Pathomechanics of Early-Stage Lumbar Intervertebral Disc Degradation Leading to Discogenic Pain-A Narrative Review
- PMID: 40281749
- PMCID: PMC12025174
- DOI: 10.3390/bioengineering12040389
Pathomechanics of Early-Stage Lumbar Intervertebral Disc Degradation Leading to Discogenic Pain-A Narrative Review
Abstract
Although the existence of highly prevalent pain, disability, and work time lost associated with discogenic low back pain is well known, the recognition of the culpability of universally present disc degradation and mechanical insufficiency in the first three decades of life is often overlooked. There is a corresponding "treatment gap" and no current interventions with demonstrated capabilities to address the pain and resist the usual progression of increasing structural failure of spinal tissues with increasing levels of pain and disability. This narrative review summarizes more than forty years of the literature describing the pathomechanics of progressive degradation of lumbar discs, with a focus on studies that implicate an increasing mechanical insufficiency in the etiology of early-stage chronic and recurrent discogenic low back pain. Topics highlighted in this review include the deleterious biological changes that begin soon after birth, stress intensification due to the loss of fluid phase load support, fatigue weakening and damage accumulation in non-regenerative tissue, disc tears, segmental instability, and the timeline for first incidence of chronic low back pain. The review concludes with preferred treatment characteristics and a brief summary of emerging treatment approaches.

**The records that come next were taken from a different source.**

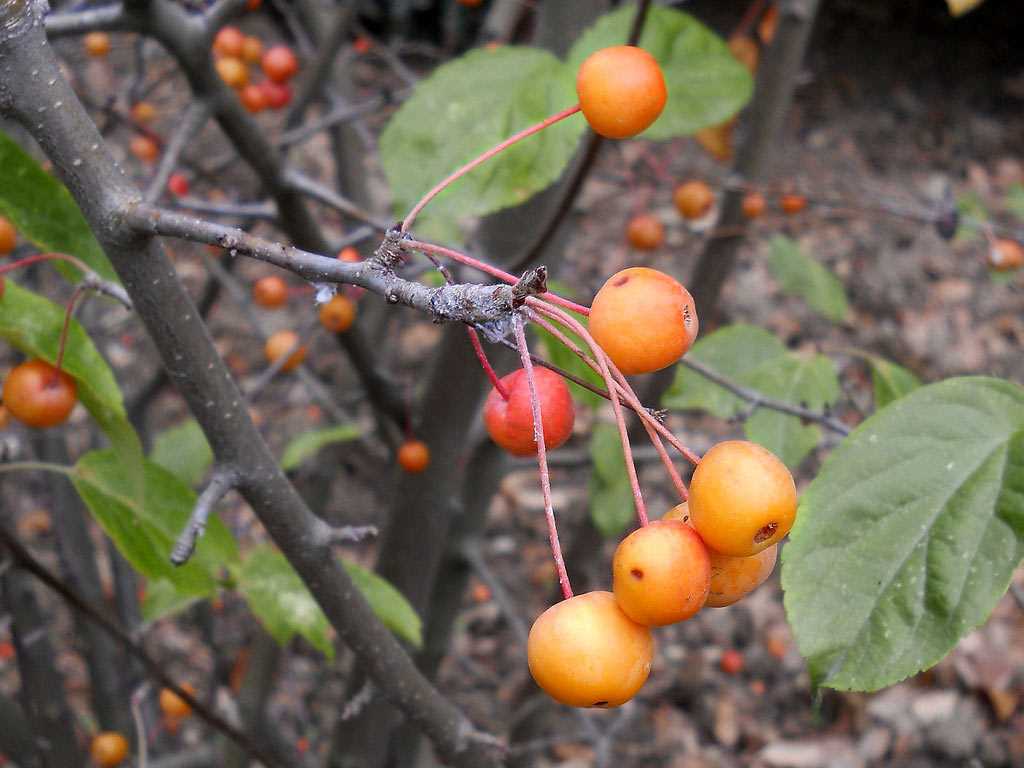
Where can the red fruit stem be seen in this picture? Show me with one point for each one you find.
(408, 222)
(616, 406)
(474, 339)
(492, 270)
(542, 457)
(69, 312)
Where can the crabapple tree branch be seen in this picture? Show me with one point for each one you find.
(109, 202)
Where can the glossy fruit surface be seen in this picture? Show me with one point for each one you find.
(143, 147)
(8, 237)
(252, 49)
(792, 203)
(177, 184)
(270, 292)
(338, 314)
(278, 94)
(143, 112)
(645, 231)
(109, 749)
(734, 578)
(1006, 255)
(39, 395)
(510, 423)
(660, 573)
(228, 42)
(622, 90)
(693, 199)
(586, 652)
(279, 344)
(414, 456)
(96, 44)
(232, 71)
(644, 320)
(742, 499)
(754, 205)
(280, 64)
(253, 97)
(172, 705)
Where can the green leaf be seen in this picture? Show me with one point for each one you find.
(611, 506)
(144, 529)
(753, 357)
(163, 599)
(1015, 200)
(804, 381)
(891, 381)
(465, 108)
(389, 604)
(973, 213)
(308, 443)
(183, 452)
(32, 324)
(280, 599)
(707, 85)
(801, 275)
(559, 354)
(909, 535)
(44, 212)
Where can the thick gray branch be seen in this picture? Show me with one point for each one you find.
(108, 201)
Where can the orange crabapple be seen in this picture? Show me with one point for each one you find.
(622, 90)
(643, 320)
(742, 499)
(510, 423)
(279, 344)
(143, 147)
(252, 49)
(584, 651)
(645, 231)
(97, 44)
(8, 237)
(660, 573)
(280, 64)
(338, 314)
(1006, 255)
(731, 578)
(109, 749)
(38, 394)
(270, 292)
(754, 205)
(228, 42)
(414, 456)
(693, 199)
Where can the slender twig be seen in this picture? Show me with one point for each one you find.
(454, 176)
(141, 738)
(542, 457)
(154, 668)
(759, 399)
(222, 481)
(192, 123)
(305, 185)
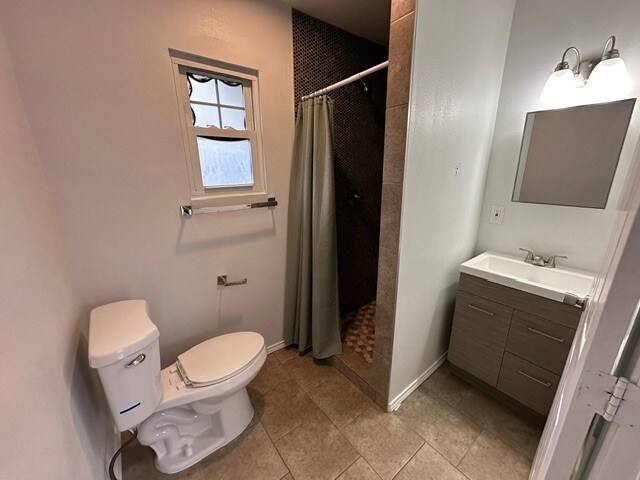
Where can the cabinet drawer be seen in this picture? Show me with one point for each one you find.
(540, 341)
(561, 313)
(531, 385)
(479, 336)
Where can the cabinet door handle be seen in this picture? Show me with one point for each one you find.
(546, 335)
(544, 384)
(486, 312)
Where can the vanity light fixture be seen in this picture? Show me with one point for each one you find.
(606, 78)
(610, 76)
(562, 83)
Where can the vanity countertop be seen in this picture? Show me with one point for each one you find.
(513, 272)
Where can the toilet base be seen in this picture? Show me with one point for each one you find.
(182, 436)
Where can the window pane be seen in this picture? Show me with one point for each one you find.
(225, 163)
(233, 118)
(202, 88)
(206, 116)
(231, 93)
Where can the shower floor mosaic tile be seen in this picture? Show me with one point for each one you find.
(358, 331)
(311, 423)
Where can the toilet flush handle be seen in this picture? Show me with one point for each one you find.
(136, 361)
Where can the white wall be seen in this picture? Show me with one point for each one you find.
(541, 31)
(459, 54)
(53, 423)
(97, 85)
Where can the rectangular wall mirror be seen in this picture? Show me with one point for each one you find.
(569, 156)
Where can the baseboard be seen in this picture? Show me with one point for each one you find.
(276, 346)
(396, 402)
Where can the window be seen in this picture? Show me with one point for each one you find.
(219, 112)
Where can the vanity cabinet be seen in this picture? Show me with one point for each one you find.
(512, 341)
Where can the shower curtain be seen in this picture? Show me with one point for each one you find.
(312, 311)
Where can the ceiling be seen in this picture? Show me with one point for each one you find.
(366, 18)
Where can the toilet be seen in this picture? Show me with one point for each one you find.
(187, 410)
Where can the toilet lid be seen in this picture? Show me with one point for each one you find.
(219, 358)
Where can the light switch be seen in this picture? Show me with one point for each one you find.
(497, 214)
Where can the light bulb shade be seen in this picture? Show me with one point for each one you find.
(560, 88)
(610, 79)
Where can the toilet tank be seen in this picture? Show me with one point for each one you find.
(124, 348)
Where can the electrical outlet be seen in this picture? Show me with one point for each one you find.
(497, 214)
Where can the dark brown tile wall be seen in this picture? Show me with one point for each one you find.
(324, 54)
(400, 54)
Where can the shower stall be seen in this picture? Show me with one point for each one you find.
(324, 55)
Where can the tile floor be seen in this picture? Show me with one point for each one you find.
(312, 423)
(358, 331)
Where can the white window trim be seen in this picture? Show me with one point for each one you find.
(230, 194)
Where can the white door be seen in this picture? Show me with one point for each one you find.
(577, 442)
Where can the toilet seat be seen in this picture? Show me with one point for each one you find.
(218, 359)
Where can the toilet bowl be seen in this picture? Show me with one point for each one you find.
(187, 410)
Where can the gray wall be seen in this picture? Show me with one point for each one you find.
(54, 421)
(454, 97)
(541, 31)
(98, 88)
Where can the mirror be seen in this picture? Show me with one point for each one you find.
(569, 156)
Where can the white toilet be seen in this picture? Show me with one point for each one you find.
(186, 411)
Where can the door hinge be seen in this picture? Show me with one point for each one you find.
(614, 398)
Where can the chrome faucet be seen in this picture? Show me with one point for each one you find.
(539, 261)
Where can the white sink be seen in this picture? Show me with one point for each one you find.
(513, 272)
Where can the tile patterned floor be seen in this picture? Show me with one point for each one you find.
(358, 331)
(312, 423)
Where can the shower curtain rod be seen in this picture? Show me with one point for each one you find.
(347, 81)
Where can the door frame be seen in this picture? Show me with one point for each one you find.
(602, 332)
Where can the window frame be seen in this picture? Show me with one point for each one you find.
(190, 132)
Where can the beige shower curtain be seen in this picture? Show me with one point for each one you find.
(312, 312)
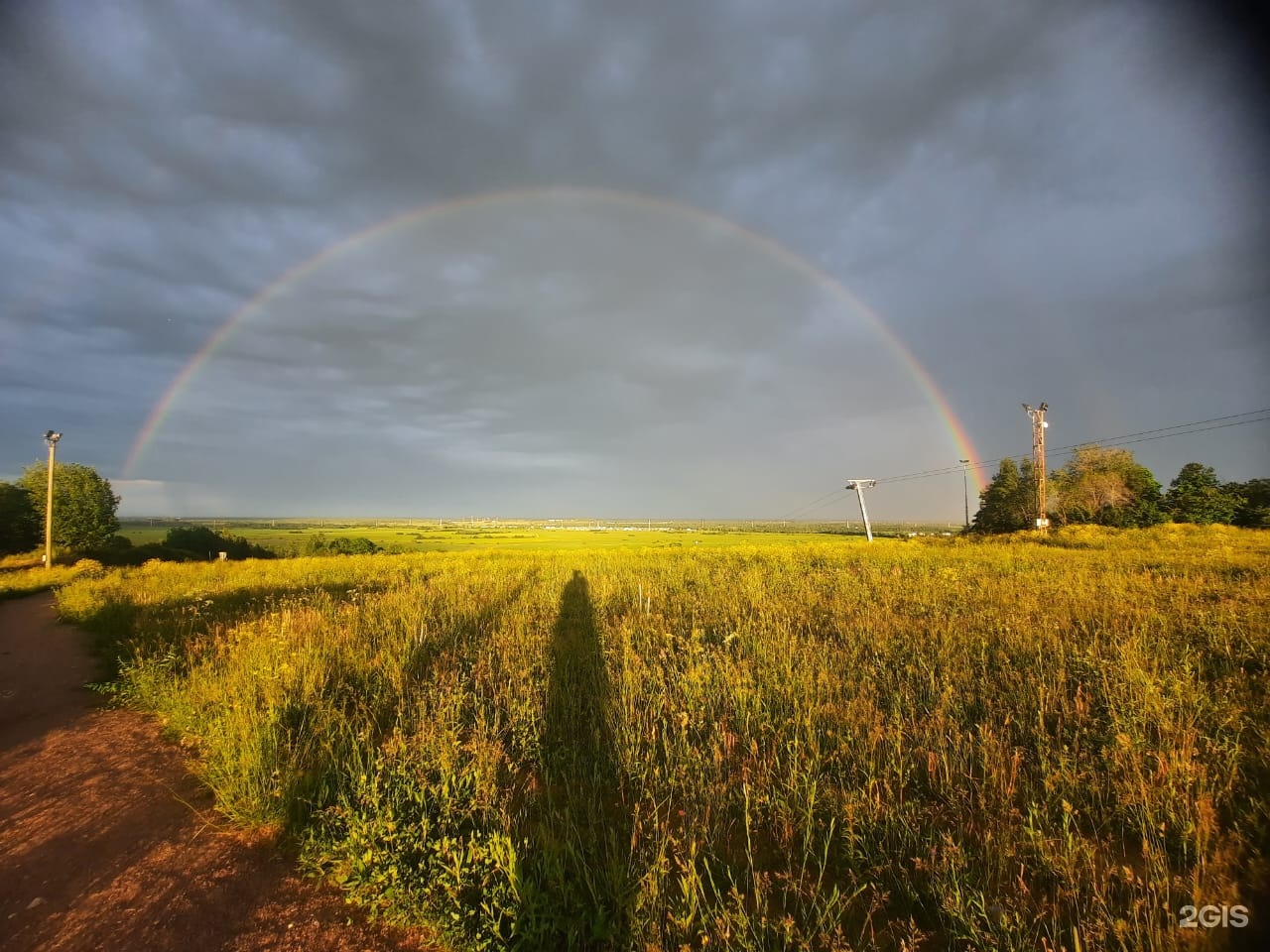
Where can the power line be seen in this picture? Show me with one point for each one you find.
(1182, 429)
(792, 513)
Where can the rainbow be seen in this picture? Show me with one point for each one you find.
(155, 420)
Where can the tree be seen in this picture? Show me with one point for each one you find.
(84, 504)
(1254, 509)
(343, 544)
(19, 526)
(1008, 502)
(1107, 488)
(203, 542)
(1196, 495)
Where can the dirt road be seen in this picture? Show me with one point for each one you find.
(108, 843)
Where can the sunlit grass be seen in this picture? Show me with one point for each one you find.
(952, 744)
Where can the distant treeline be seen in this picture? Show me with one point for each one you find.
(1106, 486)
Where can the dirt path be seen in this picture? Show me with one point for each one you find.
(108, 843)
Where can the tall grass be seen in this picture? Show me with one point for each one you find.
(997, 746)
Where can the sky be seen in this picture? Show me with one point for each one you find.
(606, 259)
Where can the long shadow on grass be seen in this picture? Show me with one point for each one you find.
(575, 880)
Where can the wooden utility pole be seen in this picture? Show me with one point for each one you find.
(860, 486)
(1039, 425)
(51, 438)
(965, 490)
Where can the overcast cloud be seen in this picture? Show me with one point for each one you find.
(1043, 200)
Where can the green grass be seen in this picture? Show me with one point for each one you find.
(1005, 744)
(26, 579)
(289, 537)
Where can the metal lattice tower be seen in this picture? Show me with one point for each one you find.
(1039, 425)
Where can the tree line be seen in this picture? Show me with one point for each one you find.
(85, 524)
(1106, 486)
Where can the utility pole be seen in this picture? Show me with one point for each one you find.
(965, 490)
(860, 486)
(1039, 425)
(51, 438)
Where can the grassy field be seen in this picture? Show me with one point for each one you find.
(290, 536)
(929, 744)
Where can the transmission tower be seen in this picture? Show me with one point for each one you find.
(1039, 461)
(860, 486)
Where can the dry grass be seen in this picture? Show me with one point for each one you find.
(997, 746)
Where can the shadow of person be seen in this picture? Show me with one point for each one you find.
(578, 862)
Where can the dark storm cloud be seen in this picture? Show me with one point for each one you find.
(1044, 200)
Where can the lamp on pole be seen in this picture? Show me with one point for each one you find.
(965, 490)
(51, 439)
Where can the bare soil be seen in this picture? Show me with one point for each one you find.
(108, 842)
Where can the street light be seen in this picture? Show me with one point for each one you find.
(965, 490)
(51, 439)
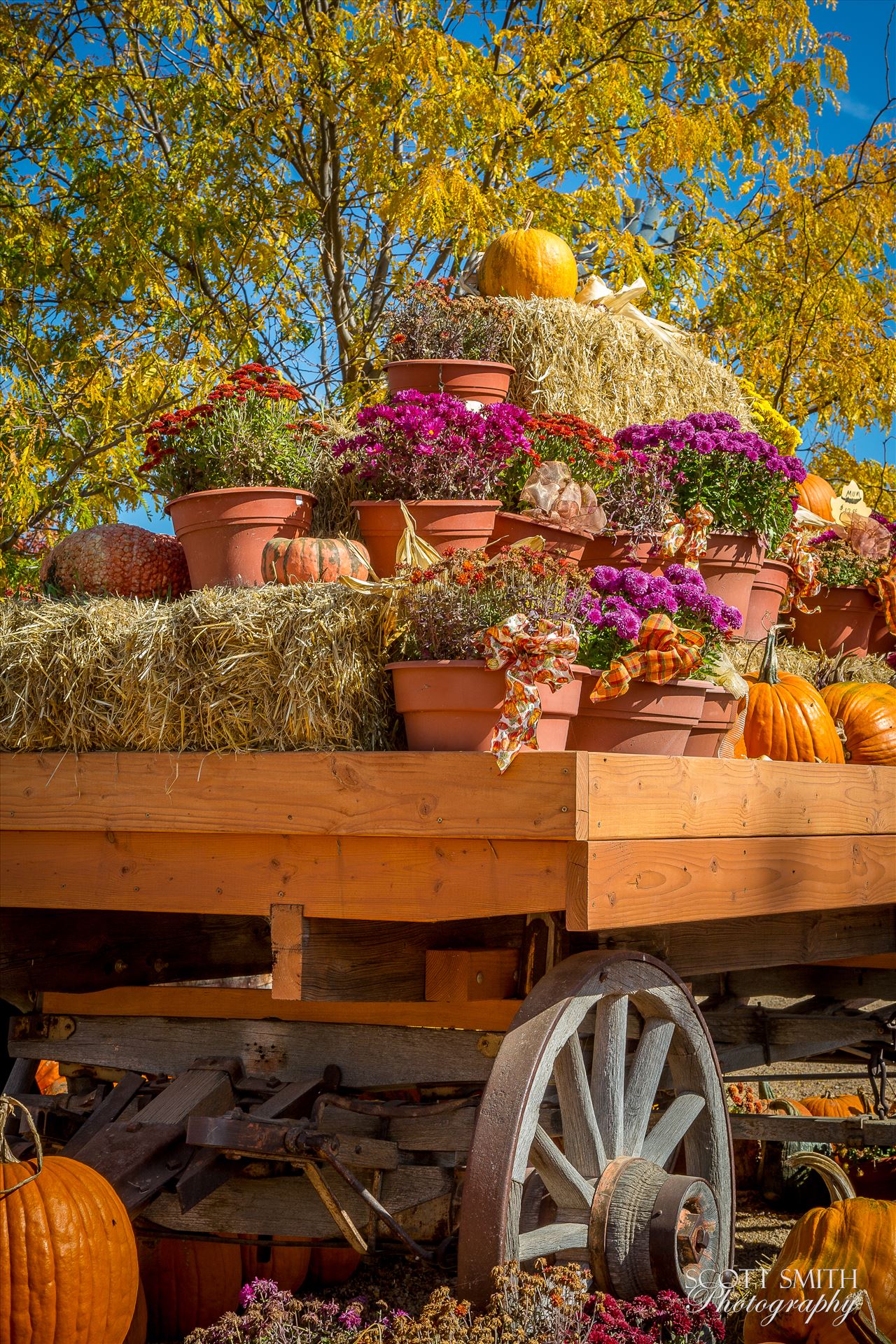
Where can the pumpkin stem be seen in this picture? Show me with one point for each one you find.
(834, 1177)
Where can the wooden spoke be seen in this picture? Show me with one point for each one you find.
(566, 1187)
(608, 1072)
(582, 1140)
(644, 1079)
(548, 1241)
(672, 1128)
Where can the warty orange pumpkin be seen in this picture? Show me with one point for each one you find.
(786, 717)
(852, 1237)
(314, 559)
(67, 1253)
(528, 264)
(868, 714)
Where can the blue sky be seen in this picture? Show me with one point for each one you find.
(862, 29)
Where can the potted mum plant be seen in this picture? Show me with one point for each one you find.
(442, 344)
(232, 470)
(449, 698)
(643, 640)
(855, 559)
(743, 482)
(441, 458)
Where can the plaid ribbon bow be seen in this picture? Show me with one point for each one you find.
(530, 652)
(663, 652)
(883, 589)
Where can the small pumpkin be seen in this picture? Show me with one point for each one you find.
(528, 264)
(852, 1237)
(188, 1284)
(314, 559)
(786, 717)
(67, 1253)
(285, 1265)
(816, 495)
(868, 714)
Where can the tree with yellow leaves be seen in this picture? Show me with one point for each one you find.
(197, 181)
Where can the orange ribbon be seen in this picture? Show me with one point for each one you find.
(663, 652)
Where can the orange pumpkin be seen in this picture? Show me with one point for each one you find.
(333, 1264)
(528, 264)
(67, 1253)
(816, 495)
(312, 559)
(286, 1265)
(868, 714)
(786, 717)
(188, 1284)
(850, 1238)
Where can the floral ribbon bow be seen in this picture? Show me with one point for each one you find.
(530, 652)
(690, 537)
(662, 654)
(804, 582)
(883, 589)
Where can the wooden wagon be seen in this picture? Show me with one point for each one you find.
(479, 1034)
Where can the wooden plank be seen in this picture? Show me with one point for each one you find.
(286, 940)
(284, 1050)
(647, 882)
(260, 1004)
(470, 974)
(718, 945)
(672, 797)
(354, 878)
(292, 793)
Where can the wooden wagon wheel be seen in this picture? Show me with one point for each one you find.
(614, 1202)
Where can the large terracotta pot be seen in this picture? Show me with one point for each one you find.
(225, 533)
(649, 720)
(731, 565)
(442, 523)
(514, 527)
(844, 620)
(470, 379)
(767, 594)
(454, 705)
(719, 713)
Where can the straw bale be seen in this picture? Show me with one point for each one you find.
(582, 360)
(270, 668)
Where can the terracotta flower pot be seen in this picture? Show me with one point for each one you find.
(719, 713)
(470, 379)
(767, 594)
(647, 721)
(442, 523)
(225, 533)
(514, 527)
(731, 565)
(454, 705)
(844, 619)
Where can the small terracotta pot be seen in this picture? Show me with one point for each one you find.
(442, 523)
(514, 527)
(225, 533)
(454, 705)
(731, 565)
(719, 713)
(844, 619)
(470, 379)
(767, 594)
(647, 721)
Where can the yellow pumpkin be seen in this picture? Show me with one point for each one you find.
(67, 1253)
(528, 264)
(786, 717)
(868, 714)
(855, 1238)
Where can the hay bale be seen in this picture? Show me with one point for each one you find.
(578, 359)
(242, 670)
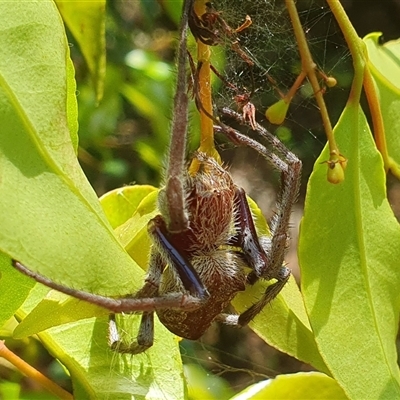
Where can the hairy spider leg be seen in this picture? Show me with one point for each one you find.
(274, 249)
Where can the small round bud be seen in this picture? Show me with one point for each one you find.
(276, 113)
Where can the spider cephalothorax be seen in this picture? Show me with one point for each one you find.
(205, 245)
(211, 207)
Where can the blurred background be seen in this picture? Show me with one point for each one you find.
(124, 138)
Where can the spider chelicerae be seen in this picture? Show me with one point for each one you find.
(204, 239)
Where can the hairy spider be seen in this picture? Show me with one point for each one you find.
(204, 240)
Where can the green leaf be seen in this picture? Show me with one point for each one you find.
(303, 385)
(349, 252)
(13, 289)
(53, 221)
(384, 63)
(86, 21)
(100, 373)
(120, 204)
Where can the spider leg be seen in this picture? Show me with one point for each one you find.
(290, 167)
(266, 257)
(118, 305)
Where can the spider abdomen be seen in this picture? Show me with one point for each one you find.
(223, 273)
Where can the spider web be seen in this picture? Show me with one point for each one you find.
(270, 44)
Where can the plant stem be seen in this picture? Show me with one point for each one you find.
(204, 87)
(33, 373)
(309, 66)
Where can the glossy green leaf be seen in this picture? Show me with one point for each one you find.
(120, 204)
(13, 289)
(53, 221)
(100, 373)
(303, 385)
(86, 21)
(384, 63)
(349, 256)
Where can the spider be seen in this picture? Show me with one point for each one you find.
(204, 240)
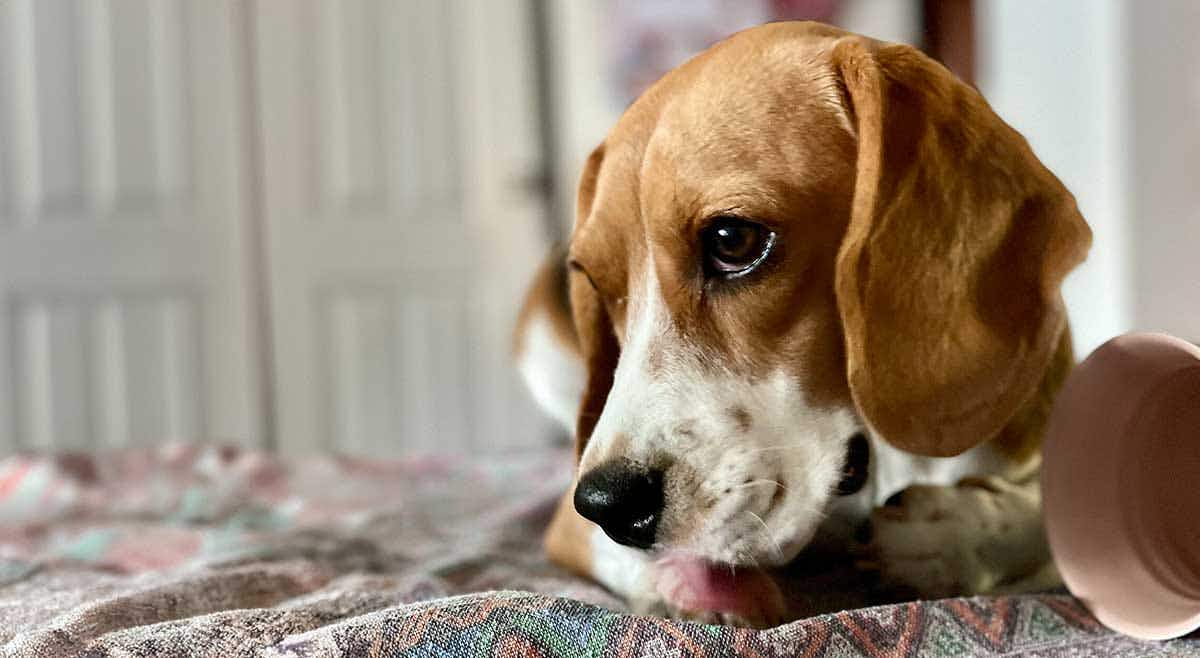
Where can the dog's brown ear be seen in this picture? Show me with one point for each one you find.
(598, 342)
(948, 277)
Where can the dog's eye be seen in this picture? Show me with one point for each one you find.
(735, 246)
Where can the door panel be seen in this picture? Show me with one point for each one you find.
(124, 309)
(399, 239)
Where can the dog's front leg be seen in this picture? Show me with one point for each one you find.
(983, 534)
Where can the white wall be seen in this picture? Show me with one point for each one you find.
(1055, 70)
(1164, 173)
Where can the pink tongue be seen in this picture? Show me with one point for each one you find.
(695, 584)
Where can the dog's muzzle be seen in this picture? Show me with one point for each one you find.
(624, 498)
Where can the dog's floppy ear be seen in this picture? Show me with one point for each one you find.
(598, 342)
(959, 238)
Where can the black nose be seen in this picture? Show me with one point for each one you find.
(623, 498)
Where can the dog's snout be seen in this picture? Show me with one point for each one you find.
(623, 498)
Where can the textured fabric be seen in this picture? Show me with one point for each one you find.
(191, 550)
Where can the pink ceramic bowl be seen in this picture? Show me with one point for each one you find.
(1121, 484)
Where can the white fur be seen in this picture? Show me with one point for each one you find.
(682, 412)
(941, 539)
(553, 372)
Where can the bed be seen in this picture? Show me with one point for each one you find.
(210, 550)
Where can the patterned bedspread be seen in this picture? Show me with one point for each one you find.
(191, 550)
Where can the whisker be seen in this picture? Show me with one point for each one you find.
(779, 551)
(760, 483)
(774, 448)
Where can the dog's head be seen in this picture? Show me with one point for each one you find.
(795, 238)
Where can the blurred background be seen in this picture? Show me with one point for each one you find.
(306, 225)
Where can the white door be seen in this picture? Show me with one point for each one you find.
(124, 309)
(399, 238)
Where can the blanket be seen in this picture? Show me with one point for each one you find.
(205, 550)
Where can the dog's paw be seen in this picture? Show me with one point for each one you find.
(939, 542)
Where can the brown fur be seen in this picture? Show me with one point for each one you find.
(921, 243)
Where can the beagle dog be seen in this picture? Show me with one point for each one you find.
(814, 282)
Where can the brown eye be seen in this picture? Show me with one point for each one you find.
(733, 246)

Keywords: biomechanics; degradation; discogenic low back pain; lumbar intervertebral disc; pathoetiology.
Conflict of interest statement
Thomas Hedman and Adam Rogers are employed by Spinal Simplicity LLC, which owns the intellectual property rights to the Intralink product, and Thomas Hedman is a stockholder and royalty agreement holder. The authors’ employer had no role in the design of the study; in the collection, analyses, or interpretation of data; in the writing of the manuscript, and in the decision to publish the results.